In this series of articles, we explore the implications of the long-term, part-time employee rules under the SECURE Act and SECURE 2.0 and the impact those rules have on employers and their workforces. Read the first article here.
Together, the SECURE Act and the SECURE 2.0 Act broaden the retirement plan minimum eligibility rules—i.e., the rules that govern how long employees can be asked to wait before joining an employer’s retirement plan—to ensure that long-term, part-time employees can participate in employer 401(k) and 403(b) plans.
Historically, to avoid violating the tax code, employers could not require employees to work more than 1,000 hours of service in a designated 12-month period before allowing them to participate in company retirement plans. However, the new laws modify this rule for 401(k) plans and 403(b) plans. Specifically, the new rule requires employers that maintain such plans to provide employees who work at least 500 hours for three consecutive years (reduced to two years in 2025) and are age 21 or older the opportunity to make elective deferrals under their 401(k) plans beginning in 2024 and under their 403(b) plans beginning in 2025.
This change has generated numerous questions about what employers need to do to comply with the new rule. Can an employer, for example, continue to exclude employees based on certain job-based classifications even if those employees would otherwise be eligible to participate in the plan by satisfying the long-term, part-time employee rules? The short answer is yes. However, employers should still revisit their existing eligibility rules and exclusions to ensure that those exclusions still make sense.
Most employers exclude some employees from their 401(k) plans and, to a lesser extent given the strict universal availability requirements, their 403(b) plans. Doing so has always been permissible as long as the exclusions are reasonable and nondiscriminatory. As a result, exclusions based on bona fide, job-based classifications are typically permitted. However, things get a little more complicated when that job-based classification relates to the amount of time someone spends working for the business.

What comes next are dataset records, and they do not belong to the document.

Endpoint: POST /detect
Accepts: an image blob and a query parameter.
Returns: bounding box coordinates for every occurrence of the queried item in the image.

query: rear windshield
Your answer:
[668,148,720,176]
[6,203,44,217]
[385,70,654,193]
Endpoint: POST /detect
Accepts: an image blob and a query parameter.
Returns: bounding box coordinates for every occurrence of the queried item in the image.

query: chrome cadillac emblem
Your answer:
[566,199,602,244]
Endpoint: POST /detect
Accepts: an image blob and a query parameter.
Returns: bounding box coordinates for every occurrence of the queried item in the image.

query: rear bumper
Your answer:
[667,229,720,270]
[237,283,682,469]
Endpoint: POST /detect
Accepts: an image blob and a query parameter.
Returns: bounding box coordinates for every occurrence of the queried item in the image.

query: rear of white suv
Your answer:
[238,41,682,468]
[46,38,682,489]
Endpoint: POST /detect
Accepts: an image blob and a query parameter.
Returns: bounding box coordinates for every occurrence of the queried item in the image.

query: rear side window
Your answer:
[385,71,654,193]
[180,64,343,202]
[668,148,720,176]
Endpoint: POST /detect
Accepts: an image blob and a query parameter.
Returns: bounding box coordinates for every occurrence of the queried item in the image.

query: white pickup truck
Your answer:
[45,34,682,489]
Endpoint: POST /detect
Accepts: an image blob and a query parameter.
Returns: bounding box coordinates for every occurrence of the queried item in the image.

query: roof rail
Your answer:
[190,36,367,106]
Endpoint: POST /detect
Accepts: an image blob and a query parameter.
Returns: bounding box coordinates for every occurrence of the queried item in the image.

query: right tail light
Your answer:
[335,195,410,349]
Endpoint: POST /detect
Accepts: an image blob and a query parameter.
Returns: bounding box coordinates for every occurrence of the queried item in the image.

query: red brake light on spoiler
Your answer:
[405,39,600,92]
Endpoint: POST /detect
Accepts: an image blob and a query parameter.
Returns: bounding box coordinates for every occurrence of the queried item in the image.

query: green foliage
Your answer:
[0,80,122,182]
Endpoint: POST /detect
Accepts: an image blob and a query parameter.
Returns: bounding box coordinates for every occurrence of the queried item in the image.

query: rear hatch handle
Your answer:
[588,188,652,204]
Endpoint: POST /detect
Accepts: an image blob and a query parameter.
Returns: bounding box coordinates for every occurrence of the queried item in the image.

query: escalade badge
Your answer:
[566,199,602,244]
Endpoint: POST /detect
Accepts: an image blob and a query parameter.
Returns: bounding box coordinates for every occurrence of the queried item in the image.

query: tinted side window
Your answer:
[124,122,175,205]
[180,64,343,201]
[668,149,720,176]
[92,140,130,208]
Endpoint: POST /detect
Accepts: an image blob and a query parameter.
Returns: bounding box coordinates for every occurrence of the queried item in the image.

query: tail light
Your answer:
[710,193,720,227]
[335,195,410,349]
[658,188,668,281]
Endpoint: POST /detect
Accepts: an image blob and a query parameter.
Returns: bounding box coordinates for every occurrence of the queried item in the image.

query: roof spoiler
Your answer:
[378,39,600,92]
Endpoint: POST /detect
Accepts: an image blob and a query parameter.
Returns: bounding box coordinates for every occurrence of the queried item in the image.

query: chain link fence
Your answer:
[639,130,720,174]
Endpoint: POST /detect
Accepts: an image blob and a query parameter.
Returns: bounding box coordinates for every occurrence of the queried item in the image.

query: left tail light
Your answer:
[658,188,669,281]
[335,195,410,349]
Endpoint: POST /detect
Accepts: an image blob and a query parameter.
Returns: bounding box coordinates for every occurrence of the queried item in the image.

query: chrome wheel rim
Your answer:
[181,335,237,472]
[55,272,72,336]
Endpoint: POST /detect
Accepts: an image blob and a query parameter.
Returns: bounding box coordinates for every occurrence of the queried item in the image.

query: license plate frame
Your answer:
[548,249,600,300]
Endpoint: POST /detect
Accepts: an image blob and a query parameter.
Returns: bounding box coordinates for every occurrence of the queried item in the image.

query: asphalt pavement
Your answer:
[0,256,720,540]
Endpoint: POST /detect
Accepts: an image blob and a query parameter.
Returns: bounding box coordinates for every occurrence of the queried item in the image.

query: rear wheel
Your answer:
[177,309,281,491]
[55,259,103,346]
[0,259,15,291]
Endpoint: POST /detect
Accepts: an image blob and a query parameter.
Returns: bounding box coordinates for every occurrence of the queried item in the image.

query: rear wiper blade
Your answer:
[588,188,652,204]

This is because the Internal Revenue Service (IRS) has indicated that it does not consider class-based exclusions of part-time, seasonal or temporary employees to be reasonable. Instead, the IRS views those exclusions as a proxy for imposing backdoor service-based conditions on plan participation that are not otherwise permitted under the tax code. Put another way, the IRS sees attempts to impose a class exclusion on these employees as a way to circumvent the rules that otherwise require employers to let employees in their plans after they perform a requisite period of service.
The new long-term, part-time employee rules under the SECURE Act and the SECURE 2.0 Act do not change this. This means employers can still exclude employees from their plans based on job function or location as long as the exclusion represents a bona fide and nondiscriminatory class exclusion and is not a proxy for imposing an otherwise impermissible service condition. For example, if most part-time-type employees are performing the same job function or work at the same location, an employer could theoretically exclude all employees who perform that same job function or work at the same location from its 401(k) plan without violating the tax code’s minimum service rules (as long as the plan can still pass required nondiscrimination testing). But—and this is a big but—some IRS representatives have indicated that even criteria like job function and work location that are not service-based may still violate the tax code if they merely disguise an improper service rule.
As a result, the new long-term, part-time employee rules have generated renewed interest in the application of the class exclusion rules, for example as they relate to groups like summer interns or co-op employees. This is especially true in situations where employers are using believed-to-be bona fide class exclusions but have also historically taken comfort in knowing the employees subject to any service-adjacent exclusions will never work more than 1,000 hours in a designated 12-month period. With the hours threshold for participation changing, it is as important as ever for employers to revisit their existing eligibility exclusions to ensure that they continue to be primarily job and not service-based.